Support Questions
Find answers, ask questions, and share your expertise

parquet file copy on partitioned tables




I am trying to copy parquet files between 2 different Impala database that they are working 2 different Cloudera installation.


I created tables on target with exactly same type of columns and partitions

I copied parquet files from source and copied into target fs then moved into hdfs location and then I run refresh <table> command on impala-shell


For nonpartitioned tables :--> there is no problem after refresh command. I could see all the data in target tables


For partitioned tables --> there is no data after refresh command, so I tried with following procedure


  • dropped partitioned tables from target,
  • recreated tables on target without partition. I created source table's partitioned columns as normal columns on target
  • copied parquet files into hdfs location
  • then refresh table command


When I check the target table, I could see data in target table except on some column/s of target table which they are created as partitioned columns on source table


What is the proper way of parquet file copy operation between 2 impala database, if the tables have partitions?






Master Collaborator

For partitioned tables, you need to also re-create the partition metadata in the target table. Just  doing a refresh will not re-create that metadata. Here are a few options for re-creating the partitions in the new table:

1. Use Impala's "ALTER TABLE new_table RECOVER PARTITIONS" (available in Impala 2.3)

2. Use Hive's "msck repair" to recover the partition metadata

3. Re-create the partitions manually with ALTER TABLE new_table ADD PARTITION(...)




Hello Alex


Thanks for your reply


1. ) I am running with following impala and CDH version.
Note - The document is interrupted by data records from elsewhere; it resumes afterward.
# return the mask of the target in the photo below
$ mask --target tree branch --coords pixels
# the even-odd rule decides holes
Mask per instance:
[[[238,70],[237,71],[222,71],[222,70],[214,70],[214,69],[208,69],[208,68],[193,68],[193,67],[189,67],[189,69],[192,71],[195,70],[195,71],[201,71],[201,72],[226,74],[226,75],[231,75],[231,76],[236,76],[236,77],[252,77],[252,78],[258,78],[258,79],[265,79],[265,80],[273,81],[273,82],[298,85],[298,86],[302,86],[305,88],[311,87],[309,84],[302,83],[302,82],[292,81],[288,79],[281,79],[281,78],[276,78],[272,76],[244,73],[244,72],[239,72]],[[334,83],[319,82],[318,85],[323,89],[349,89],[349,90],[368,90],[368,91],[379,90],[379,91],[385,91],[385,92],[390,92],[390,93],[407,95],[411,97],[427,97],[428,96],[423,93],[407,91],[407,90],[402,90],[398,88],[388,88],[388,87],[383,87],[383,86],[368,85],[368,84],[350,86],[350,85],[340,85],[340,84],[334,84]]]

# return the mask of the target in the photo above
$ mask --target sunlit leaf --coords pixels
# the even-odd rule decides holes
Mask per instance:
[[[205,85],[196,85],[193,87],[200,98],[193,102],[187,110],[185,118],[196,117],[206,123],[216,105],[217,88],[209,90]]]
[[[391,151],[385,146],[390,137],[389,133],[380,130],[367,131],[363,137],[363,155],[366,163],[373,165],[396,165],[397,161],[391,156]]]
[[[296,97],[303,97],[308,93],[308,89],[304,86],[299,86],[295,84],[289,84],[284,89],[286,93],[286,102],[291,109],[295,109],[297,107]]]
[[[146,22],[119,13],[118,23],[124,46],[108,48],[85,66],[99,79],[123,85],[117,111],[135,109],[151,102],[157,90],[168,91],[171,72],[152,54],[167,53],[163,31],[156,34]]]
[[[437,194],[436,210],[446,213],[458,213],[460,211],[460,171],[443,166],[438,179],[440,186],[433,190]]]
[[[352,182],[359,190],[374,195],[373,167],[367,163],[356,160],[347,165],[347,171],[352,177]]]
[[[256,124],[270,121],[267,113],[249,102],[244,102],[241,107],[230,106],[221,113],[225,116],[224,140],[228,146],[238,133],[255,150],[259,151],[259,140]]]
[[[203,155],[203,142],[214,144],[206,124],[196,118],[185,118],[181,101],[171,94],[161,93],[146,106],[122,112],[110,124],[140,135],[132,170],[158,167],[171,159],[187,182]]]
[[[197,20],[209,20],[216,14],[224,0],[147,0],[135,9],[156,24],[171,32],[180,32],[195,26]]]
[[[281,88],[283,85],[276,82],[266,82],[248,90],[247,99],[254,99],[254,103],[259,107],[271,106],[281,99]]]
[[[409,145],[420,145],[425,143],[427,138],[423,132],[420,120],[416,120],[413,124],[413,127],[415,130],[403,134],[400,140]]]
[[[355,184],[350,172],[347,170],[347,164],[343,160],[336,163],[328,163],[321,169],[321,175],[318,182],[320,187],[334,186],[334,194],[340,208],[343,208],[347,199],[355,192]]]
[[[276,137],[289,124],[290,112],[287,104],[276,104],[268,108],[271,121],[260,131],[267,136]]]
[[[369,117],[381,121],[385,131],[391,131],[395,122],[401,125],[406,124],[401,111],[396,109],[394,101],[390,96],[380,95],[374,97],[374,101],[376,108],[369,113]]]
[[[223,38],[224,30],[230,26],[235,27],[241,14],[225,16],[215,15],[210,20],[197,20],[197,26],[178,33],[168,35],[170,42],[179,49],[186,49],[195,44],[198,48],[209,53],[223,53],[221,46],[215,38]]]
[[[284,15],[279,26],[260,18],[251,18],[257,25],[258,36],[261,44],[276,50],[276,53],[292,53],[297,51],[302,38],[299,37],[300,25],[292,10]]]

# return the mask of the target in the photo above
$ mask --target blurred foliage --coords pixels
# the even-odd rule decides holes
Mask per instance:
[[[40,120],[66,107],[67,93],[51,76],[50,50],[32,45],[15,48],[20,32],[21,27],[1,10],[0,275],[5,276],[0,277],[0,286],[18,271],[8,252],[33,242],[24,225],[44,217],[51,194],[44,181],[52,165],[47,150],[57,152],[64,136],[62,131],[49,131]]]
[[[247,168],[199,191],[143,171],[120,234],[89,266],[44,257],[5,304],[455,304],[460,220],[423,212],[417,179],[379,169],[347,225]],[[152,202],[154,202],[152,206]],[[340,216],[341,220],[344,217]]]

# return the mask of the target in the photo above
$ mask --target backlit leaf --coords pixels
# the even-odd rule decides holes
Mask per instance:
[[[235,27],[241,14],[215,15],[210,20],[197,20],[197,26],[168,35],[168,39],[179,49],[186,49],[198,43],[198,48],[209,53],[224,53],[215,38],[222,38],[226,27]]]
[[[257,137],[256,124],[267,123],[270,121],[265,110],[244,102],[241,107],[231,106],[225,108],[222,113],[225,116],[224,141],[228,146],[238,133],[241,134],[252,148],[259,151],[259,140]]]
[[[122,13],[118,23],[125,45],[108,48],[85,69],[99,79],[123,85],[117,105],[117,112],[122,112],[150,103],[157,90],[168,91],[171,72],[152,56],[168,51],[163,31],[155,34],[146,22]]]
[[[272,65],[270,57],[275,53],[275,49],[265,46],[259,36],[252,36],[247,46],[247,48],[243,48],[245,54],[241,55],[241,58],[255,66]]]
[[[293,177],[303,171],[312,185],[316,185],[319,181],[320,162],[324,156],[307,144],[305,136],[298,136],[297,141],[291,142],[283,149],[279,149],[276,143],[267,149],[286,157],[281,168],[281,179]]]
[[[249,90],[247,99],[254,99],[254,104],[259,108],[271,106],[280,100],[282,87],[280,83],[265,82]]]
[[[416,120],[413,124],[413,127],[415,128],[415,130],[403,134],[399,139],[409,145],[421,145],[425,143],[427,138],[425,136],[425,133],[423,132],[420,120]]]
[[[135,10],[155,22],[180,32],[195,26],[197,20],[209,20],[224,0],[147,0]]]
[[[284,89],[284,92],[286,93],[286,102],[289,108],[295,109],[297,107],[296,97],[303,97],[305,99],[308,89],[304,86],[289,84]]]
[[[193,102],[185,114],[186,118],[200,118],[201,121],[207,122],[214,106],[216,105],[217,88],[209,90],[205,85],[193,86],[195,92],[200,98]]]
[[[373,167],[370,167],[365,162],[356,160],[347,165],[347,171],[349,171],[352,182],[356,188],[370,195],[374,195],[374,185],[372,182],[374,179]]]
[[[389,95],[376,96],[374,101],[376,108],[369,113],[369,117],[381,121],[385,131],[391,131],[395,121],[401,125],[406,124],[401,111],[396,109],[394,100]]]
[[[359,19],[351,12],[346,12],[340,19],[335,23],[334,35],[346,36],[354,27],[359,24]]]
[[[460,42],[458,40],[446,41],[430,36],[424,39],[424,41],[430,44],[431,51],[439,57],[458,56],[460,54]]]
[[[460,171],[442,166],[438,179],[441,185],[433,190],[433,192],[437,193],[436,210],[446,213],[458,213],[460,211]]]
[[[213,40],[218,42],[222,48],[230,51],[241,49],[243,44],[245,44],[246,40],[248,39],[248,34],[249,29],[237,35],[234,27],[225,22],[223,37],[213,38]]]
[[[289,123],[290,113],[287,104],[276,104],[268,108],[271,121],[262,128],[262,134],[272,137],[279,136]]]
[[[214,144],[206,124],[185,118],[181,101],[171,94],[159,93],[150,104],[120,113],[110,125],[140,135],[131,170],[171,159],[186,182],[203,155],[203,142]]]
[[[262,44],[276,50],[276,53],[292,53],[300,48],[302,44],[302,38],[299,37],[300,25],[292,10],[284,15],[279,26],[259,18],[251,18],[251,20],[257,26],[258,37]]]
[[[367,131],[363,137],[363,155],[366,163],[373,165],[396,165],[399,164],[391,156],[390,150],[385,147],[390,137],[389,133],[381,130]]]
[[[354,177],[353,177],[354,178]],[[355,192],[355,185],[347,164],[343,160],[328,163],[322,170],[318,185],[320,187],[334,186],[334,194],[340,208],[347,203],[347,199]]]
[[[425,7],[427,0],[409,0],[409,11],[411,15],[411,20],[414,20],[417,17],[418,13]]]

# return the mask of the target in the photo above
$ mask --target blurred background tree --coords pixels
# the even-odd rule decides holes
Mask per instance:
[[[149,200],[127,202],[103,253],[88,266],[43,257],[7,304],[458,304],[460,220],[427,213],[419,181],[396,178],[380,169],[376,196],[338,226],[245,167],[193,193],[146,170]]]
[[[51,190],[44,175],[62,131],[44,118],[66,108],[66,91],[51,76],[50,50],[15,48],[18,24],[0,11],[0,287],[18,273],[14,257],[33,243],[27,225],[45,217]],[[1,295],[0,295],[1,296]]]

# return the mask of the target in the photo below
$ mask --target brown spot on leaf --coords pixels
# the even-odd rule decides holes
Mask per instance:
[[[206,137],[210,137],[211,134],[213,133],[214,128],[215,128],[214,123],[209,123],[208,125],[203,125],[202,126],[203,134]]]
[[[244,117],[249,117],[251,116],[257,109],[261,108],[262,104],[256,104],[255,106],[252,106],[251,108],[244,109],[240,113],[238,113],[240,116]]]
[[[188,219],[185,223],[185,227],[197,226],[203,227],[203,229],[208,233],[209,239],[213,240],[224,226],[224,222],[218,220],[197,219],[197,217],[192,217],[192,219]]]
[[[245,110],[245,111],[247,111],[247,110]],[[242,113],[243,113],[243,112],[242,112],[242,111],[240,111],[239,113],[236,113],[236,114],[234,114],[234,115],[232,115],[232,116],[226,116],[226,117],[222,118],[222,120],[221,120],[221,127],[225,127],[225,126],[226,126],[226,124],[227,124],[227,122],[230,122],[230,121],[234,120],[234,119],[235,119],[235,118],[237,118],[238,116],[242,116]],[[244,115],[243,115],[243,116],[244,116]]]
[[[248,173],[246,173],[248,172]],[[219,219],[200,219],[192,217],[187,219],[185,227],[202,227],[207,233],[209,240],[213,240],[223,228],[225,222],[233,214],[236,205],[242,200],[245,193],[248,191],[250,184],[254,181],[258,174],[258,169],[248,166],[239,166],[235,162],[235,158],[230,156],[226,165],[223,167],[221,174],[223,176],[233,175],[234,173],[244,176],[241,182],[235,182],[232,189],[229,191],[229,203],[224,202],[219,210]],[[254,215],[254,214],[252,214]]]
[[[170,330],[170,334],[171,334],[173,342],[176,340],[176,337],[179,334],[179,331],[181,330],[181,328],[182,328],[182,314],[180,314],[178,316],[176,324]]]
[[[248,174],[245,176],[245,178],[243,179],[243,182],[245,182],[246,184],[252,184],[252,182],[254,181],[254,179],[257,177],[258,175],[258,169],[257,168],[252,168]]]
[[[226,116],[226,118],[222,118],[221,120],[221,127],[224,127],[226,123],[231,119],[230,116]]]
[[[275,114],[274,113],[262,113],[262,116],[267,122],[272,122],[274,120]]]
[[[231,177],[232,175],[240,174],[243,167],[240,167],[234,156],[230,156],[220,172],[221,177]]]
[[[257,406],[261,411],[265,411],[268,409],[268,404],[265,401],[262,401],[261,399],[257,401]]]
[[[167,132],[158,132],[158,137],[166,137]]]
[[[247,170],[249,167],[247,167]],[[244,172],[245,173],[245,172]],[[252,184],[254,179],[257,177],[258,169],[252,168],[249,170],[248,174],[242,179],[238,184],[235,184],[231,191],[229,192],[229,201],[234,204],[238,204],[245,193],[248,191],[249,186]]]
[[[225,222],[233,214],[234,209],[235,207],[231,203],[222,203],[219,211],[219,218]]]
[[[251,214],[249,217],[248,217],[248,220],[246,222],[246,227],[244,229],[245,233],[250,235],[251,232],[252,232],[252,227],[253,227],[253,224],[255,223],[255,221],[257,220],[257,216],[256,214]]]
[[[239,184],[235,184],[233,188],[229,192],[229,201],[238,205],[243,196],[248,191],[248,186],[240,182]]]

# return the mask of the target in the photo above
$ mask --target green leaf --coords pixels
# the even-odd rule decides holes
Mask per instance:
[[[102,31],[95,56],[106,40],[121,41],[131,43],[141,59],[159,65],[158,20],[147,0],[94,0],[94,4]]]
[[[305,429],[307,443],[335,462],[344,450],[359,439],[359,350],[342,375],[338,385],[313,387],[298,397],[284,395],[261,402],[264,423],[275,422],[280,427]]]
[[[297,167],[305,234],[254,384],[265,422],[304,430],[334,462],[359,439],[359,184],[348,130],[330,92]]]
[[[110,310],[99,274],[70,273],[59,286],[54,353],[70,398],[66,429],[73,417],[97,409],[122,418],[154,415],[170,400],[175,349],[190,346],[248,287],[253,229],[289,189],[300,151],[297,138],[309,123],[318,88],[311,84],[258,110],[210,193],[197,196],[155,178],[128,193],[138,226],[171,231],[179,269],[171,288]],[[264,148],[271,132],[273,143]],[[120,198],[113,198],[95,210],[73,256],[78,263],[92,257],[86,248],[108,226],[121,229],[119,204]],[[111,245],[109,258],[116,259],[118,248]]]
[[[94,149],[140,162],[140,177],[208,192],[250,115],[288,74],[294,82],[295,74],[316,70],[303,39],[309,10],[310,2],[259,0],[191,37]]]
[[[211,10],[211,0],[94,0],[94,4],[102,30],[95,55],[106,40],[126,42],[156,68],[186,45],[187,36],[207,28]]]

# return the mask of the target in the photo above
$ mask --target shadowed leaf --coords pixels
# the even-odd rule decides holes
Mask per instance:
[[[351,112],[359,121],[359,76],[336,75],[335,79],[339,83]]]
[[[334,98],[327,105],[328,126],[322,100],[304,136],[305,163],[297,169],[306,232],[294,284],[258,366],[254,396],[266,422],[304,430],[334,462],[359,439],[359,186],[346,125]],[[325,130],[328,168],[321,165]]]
Can I easily upgrade only impala ?
impala.x86_64                  2.2.0+cdh5.4.5+0-1.cdh5.4.5.p0.8.el6
impala-shell.x86_64            2.2.0+cdh5.4.5+0-1.cdh5.4.5.p0.8.el6


2.) I applied following steps with partitioned and nonpartitioned table but I am failed again

  • dropped table
  • recreated table without partitioned columns
  • copied parquet files into same directory (I collected directory information from show create table output)
  • run msck repair table <tablename> in hive CLI
  • there is no data in partitioned columns


  • dropped table
  • recreated table with partitioned columns
  • copied parquet files into same directory
  • run msck repair table <tablename> in hive CLI
  • no data in table

I think I have an error about the steps but could not find yet. Any advice ?


3.) I am getting many parquet tables from external source and I have many tables with various partitions (not only datetime info) and I am trying to create an automatization. So I need a a little bit easier way to  automate it. For now, I have focused 1 and 2 🙂


Many thanks